# taz.de -- Transnationales Korruptionsnetz: Der Kronzeuge, vor dem sich die AKP fürchtet
       
       > Reza Zarrab gesteht vor US-Gericht, einen türkischen Minister bestochen
       > zu haben, um Sanktionen gegen den Iran zu umgehen. Auch der Erdoğan-Clan
       > muss mit Korruptionsvorwürfen rechnen.
       
 (IMG) Bild: Wen die Nachtigall stört: Zarrabs Geständnisse könnten die türkische Regierung in Bedrängnis bringen
       
       Ein umstrittenes Verfahren gegen einen Goldhändler, der die US-Sanktionen
       gegen den Iran vorsätzlich und unterstützt von politischen Partnern in der
       Türkei umgangen haben soll, markiert ein neues historisches Tief der
       ohnehin belasteten Beziehungen zwischen den Regierungen in Ankara und
       Washington.
       
       Reza Zarrab, der sowohl die iranische als auch die türkische
       Staatsangehörigkeit besitzt, ist zusammen mit acht weiteren Beschuldigten
       in den USA angeklagt. Darunter ist auch Zafer Çağlayan, der für die AKP
       Wirtschaftsminister in der türkischen Regierung war.
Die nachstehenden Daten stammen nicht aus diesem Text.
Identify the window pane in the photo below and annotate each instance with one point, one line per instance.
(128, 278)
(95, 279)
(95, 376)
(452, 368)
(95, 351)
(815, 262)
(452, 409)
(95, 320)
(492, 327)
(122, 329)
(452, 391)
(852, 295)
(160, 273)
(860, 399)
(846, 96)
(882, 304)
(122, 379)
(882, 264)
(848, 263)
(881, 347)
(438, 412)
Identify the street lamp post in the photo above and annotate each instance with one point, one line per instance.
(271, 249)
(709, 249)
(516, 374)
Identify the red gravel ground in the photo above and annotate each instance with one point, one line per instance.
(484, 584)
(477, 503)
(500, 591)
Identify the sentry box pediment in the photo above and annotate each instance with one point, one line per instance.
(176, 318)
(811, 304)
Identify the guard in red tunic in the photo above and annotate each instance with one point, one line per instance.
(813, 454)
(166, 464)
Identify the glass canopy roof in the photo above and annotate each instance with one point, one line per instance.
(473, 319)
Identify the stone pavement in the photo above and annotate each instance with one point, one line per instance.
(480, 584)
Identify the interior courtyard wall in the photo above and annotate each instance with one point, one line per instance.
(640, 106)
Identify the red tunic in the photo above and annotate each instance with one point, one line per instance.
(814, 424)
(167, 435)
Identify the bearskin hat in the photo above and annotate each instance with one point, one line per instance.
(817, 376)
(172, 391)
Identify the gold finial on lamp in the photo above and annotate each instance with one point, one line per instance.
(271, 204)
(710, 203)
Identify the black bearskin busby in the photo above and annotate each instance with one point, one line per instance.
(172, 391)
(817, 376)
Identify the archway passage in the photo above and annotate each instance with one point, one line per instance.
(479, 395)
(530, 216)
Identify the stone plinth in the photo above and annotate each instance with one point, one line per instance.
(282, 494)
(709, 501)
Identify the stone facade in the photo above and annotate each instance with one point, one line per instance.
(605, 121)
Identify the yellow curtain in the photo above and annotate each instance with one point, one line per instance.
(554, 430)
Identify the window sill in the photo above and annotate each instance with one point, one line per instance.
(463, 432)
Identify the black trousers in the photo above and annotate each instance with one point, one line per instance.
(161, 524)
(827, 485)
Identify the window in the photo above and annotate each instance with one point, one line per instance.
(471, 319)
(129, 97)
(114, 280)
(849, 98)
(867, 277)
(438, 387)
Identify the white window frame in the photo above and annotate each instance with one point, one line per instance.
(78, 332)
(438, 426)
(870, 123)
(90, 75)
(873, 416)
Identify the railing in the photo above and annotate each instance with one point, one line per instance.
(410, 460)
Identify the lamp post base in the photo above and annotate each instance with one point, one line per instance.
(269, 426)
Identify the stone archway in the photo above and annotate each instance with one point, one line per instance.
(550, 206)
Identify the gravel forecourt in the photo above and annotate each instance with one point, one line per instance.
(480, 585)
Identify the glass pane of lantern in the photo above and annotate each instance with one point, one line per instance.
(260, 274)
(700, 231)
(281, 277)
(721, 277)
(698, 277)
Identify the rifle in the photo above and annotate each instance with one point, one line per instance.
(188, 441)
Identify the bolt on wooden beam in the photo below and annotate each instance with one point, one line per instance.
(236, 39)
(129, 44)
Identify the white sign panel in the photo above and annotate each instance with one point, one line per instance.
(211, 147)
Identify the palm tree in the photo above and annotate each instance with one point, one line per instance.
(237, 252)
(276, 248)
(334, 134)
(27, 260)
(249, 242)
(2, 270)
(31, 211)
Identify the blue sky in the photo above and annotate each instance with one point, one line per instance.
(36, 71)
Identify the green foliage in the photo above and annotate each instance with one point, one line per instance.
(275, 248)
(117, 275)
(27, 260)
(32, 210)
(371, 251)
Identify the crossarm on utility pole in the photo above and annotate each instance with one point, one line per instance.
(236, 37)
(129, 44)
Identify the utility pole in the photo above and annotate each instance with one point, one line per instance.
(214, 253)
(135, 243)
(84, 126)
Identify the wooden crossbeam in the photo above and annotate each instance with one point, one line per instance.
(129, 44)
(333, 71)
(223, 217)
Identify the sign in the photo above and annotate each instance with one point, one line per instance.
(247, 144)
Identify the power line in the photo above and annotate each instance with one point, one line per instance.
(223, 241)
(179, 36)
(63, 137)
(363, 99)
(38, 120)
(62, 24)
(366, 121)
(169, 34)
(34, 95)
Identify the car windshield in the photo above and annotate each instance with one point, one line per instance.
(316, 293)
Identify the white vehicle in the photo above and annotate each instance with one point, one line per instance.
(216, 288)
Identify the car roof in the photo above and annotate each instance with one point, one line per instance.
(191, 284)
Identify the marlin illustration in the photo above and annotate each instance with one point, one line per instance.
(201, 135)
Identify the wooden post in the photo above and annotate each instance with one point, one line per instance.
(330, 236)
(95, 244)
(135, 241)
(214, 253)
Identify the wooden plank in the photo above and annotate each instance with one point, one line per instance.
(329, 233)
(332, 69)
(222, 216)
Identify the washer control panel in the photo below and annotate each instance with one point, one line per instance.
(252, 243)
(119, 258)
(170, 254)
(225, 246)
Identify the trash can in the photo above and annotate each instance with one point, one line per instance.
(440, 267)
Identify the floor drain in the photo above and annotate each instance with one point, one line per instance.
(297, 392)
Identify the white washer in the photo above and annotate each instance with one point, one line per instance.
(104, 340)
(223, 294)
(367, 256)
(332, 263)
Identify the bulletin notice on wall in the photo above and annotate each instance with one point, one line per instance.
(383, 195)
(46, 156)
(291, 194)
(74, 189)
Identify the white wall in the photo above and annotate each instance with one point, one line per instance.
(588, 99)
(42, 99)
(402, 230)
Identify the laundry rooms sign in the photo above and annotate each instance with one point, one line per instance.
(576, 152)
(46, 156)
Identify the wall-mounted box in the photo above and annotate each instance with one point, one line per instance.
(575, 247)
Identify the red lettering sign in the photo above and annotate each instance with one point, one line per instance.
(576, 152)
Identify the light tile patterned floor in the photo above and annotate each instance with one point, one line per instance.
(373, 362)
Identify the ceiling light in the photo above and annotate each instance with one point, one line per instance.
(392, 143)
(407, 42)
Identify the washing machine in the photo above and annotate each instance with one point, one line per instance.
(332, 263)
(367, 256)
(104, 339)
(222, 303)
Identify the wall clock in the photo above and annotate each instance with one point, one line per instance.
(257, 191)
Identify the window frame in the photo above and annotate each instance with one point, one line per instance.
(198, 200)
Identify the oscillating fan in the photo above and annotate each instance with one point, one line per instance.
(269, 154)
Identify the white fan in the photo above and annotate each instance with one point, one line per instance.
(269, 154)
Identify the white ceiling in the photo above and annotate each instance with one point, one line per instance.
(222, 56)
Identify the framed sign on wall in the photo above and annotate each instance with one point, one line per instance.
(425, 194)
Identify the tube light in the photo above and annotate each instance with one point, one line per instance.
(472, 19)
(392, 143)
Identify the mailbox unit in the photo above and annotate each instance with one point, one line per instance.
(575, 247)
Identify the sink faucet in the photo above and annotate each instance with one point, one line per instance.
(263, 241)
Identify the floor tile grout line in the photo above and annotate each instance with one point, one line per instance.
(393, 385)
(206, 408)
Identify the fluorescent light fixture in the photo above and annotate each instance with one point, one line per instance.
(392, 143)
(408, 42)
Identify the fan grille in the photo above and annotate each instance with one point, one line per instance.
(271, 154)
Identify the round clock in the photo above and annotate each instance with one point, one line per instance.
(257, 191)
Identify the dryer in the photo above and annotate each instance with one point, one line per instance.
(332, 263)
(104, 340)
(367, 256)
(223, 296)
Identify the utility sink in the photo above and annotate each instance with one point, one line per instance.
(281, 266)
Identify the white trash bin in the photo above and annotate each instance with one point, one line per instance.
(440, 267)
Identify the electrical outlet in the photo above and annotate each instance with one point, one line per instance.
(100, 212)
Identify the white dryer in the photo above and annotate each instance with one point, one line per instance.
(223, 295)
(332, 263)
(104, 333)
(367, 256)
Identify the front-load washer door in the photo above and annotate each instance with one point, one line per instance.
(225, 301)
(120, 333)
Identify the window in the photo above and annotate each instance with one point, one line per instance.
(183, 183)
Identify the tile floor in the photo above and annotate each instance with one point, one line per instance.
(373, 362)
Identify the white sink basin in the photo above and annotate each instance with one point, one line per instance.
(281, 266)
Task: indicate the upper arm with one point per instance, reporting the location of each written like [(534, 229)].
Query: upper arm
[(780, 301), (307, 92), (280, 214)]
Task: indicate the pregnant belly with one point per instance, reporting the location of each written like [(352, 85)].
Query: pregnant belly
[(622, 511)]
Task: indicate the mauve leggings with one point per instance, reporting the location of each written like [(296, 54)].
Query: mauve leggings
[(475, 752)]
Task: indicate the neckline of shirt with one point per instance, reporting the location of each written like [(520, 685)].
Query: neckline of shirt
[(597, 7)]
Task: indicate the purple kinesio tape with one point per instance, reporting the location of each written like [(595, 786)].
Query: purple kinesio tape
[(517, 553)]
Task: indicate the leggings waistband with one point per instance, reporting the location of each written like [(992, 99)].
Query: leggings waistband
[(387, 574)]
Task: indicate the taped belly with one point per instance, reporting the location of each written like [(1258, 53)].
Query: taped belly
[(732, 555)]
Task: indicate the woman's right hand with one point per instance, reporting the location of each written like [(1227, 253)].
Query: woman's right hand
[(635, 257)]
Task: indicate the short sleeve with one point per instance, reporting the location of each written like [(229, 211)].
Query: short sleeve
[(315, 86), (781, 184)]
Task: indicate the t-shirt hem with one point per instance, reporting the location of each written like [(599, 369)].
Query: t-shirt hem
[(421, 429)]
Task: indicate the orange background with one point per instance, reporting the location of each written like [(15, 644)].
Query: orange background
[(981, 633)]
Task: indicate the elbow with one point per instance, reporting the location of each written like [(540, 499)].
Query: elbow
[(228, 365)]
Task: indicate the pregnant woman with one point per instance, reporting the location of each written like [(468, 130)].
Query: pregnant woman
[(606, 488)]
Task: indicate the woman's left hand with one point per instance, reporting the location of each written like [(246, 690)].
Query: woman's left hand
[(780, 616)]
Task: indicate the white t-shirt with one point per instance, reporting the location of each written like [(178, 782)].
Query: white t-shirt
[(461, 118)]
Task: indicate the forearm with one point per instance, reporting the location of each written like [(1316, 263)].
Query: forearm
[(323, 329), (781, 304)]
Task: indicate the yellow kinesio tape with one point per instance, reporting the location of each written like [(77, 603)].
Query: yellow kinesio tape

Ihnen wird
       vorgeworfen, unter Verletzung internationaler Sanktionen Handel mit der
       iranischen Regierung im Umfang von mehreren Hundert Millionen US-Dollar
       vermittelt zu haben.
       
       Der Prozess gegen Zarrab und Mehmet Hakan Atilla, der frühere
       stellvertretende Vorstandsvorsitzende der in türkischem Staatsbesitz
       befindlichen Halkbank, begann am Mittwoch vor dem Distriktgericht Manhattan
       Süd.
       
       ## Illegales Transaktionsnetzwerk
       
       Zarrab war im März 2016 während eines Familienurlaubs in Disney World
       festgenommen worden, Atilla im März dieses Jahres am JFK Airport in New
       York. Zarrab plädierte am 26. Oktober auf schuldig, wie aus einem
       Gerichtsdokument hervorgeht, das am 29. November 2017 veröffentlicht wurde.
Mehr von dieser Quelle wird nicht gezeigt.